Letter from Rt Hon Hilary Benn MP to the Chairman

  Thank you for your letter of 25 July responding to my Explanatory Memorandum dated 11 July and informing me that the committee met on 20 July and cleared the document from scrutiny. You asked for my views on four issues: the need for the Report to present more up-to-date analysis of new financial instruments and thematic programmes; progress with reforms aimed at increasing the speed and effectiveness of Commission assistance; progress made with simplifying EC procedures; and the adequacy (or otherwise) of improvements to the quality of financial management for the purposes of managing risk and reducing fraud.

  I shall deal with the first and third of your requests together. The UK has consistently asked for Annual Reports to be forward looking. In Working Group meetings, we have urged the Commission to draw lessons from past experience, and comment on changes which will be made as a result. While the Reports have on the whole improved over the years, the Commission still limits its reporting to completed actions, and does not comment on events (or plans for activities) which occur after the end of the calendar year. Thus, the Report makes no comment on developments with regard to new financial instruments or on the simplification of Commission procedures, as neither of these issues was resolved in 2005. The UK will urge the Commission to provide an analysis of the new instruments and the new simplified procedures in the 2006 Annual Report.

  I agree that despite progress in recent years, Commission aid must become faster and more effective.

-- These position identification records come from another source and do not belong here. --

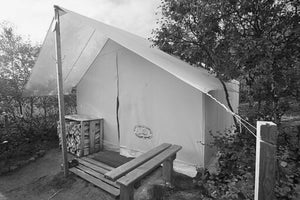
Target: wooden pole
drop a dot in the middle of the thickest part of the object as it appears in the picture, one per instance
(60, 91)
(265, 160)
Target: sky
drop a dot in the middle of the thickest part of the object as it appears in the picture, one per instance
(32, 18)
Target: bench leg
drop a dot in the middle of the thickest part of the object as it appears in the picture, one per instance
(126, 192)
(168, 170)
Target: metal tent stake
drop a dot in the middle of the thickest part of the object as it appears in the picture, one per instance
(60, 91)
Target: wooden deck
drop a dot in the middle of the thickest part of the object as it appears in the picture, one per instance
(93, 171)
(93, 167)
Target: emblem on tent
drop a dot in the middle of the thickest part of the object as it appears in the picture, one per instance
(142, 132)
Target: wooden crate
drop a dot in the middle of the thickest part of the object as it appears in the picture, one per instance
(84, 134)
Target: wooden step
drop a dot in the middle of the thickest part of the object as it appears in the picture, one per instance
(97, 175)
(99, 164)
(129, 166)
(92, 166)
(97, 182)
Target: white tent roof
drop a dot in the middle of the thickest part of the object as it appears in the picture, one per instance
(83, 38)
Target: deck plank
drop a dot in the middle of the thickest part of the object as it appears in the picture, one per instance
(92, 166)
(108, 188)
(127, 167)
(99, 164)
(97, 175)
(148, 166)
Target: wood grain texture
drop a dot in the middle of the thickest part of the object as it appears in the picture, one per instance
(93, 130)
(127, 192)
(92, 166)
(97, 163)
(108, 188)
(168, 170)
(127, 167)
(148, 166)
(97, 175)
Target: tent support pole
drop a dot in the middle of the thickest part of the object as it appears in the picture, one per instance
(60, 92)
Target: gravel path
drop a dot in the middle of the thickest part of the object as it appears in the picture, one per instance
(43, 180)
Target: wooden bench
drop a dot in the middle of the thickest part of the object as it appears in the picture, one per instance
(129, 173)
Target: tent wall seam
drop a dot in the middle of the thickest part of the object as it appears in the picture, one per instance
(80, 54)
(118, 101)
(92, 62)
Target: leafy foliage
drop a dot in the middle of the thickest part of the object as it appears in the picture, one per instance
(23, 119)
(256, 42)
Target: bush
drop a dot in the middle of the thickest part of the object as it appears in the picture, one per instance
(236, 176)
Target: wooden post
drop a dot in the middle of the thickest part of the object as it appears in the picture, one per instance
(5, 123)
(265, 160)
(168, 170)
(60, 91)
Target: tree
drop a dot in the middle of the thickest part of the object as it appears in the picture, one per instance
(17, 58)
(256, 42)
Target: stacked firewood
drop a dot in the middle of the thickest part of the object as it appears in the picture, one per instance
(78, 137)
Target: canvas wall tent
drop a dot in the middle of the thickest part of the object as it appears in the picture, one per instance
(153, 89)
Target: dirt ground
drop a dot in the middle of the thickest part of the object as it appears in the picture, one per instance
(42, 180)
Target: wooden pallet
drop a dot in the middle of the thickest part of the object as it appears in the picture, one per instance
(93, 172)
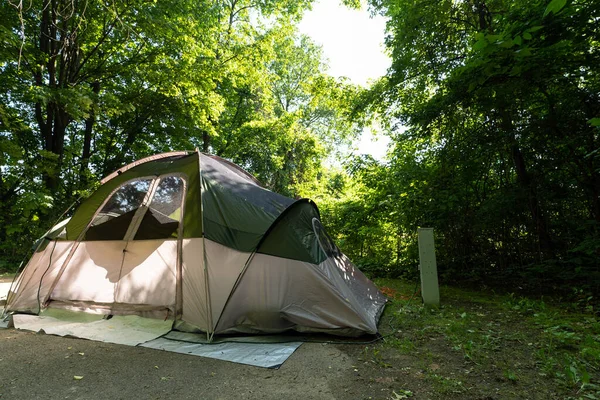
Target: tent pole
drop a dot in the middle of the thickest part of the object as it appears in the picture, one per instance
(209, 321)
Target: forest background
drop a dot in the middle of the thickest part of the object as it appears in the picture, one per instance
(492, 108)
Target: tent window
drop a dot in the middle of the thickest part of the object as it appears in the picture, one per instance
(112, 221)
(325, 242)
(161, 221)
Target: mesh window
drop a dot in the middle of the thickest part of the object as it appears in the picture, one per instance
(325, 242)
(112, 221)
(161, 221)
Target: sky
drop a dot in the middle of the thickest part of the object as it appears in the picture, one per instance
(352, 42)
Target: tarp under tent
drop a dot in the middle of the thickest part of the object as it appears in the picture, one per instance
(191, 238)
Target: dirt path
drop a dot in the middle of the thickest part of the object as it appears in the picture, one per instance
(44, 366)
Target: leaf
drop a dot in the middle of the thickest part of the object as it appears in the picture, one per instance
(518, 40)
(555, 6)
(480, 44)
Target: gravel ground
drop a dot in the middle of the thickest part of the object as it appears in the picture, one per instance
(43, 366)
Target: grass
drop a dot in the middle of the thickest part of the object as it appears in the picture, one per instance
(486, 345)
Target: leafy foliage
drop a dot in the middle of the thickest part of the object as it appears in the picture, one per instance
(88, 86)
(499, 100)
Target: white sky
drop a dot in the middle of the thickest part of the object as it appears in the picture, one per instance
(352, 42)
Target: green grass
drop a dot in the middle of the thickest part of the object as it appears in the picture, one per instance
(485, 344)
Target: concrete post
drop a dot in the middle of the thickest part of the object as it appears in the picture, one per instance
(427, 265)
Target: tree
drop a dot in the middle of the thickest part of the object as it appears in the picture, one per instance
(498, 97)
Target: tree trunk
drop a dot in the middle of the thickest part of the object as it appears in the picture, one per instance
(87, 141)
(527, 184)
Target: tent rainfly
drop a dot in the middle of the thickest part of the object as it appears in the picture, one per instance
(194, 238)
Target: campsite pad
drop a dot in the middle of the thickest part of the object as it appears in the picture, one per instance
(132, 330)
(129, 330)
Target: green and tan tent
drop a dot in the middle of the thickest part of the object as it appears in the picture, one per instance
(194, 238)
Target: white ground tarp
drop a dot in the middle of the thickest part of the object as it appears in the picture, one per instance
(267, 355)
(132, 330)
(129, 330)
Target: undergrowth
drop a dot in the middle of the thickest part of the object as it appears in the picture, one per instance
(509, 342)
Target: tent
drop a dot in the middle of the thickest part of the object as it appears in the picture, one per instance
(195, 239)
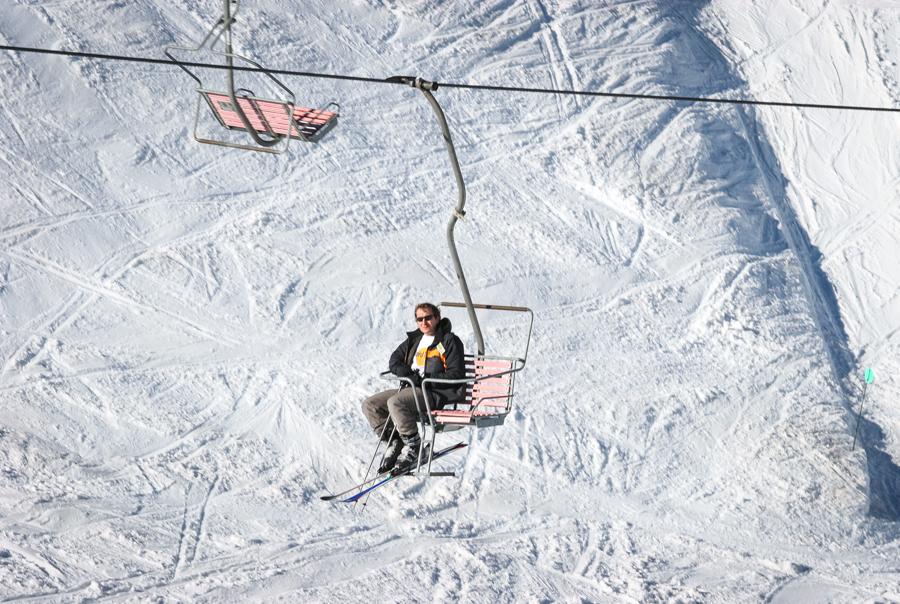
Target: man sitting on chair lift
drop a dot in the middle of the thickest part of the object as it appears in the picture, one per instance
(431, 351)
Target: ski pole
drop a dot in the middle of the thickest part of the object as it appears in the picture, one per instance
(870, 377)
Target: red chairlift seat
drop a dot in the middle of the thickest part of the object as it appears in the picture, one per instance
(488, 396)
(272, 117)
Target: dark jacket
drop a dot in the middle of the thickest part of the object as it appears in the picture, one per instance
(445, 360)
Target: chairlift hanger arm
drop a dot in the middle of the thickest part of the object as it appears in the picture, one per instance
(229, 59)
(459, 211)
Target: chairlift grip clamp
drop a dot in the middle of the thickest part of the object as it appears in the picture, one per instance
(414, 82)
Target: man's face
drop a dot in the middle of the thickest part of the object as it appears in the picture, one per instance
(426, 321)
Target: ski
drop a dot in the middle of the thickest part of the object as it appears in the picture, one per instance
(383, 478)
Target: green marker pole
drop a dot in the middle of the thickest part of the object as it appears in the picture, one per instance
(870, 377)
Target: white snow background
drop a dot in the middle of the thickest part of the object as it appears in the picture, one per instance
(187, 332)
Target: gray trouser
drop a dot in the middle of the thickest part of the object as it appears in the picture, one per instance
(398, 408)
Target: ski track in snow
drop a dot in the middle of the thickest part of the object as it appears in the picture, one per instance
(188, 332)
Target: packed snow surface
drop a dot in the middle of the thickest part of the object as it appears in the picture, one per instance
(187, 331)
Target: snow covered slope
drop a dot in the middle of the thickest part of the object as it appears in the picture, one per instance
(188, 332)
(841, 185)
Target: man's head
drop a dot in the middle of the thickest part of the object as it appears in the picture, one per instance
(427, 318)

While the Save the Children report argues that the Commission had the worst disbursement record on budget support compared to four well-performing bilateral development agencies, it also notes that "the EC is more likely to disburse on time than other multilaterals" including the World Bank and International Monetary Fund.

  You asked for a fuller analysis of the steps taken to improve financial management and whether they lead to a proper assessment by the Commission during the project design phase of the risk of financial mismanagement or fraud. Two of the most important measures are the development by EuropeAid of mechanisms and indicators to promote sound financial management; and the deconcentration (decentralisation) of project management to Commission delegations.

  All projects and programmes are now assessed by a team of Commission officials against a dozen indicators during the preparation and implementation phases. These indicators include institutional capacity issues, monitoring and evaluation systems and risk management. Changes can be made to projects and programmes accordingly. As regards deconcentration, the 2005 Court of Auditors' Report on deconcentration concluded that robust financial management procedures are generally ensured under devolved management. The Commission's Annual Report describes further measures taken in 2005 to help Delegations carry out quality checks at the design phase of projects and programmes.

  Much development assistance, regardless of the donor, is delivered in inherently difficult and risky environments. But the right balance needs to be struck between ensuring both timely provision of aid and proper use of funds. Overall, I believe that the EC has struck a reasonable balance and has the structures and procedures in place to analyse the risks of financial mismanagement and alter the design of their programmes accordingly.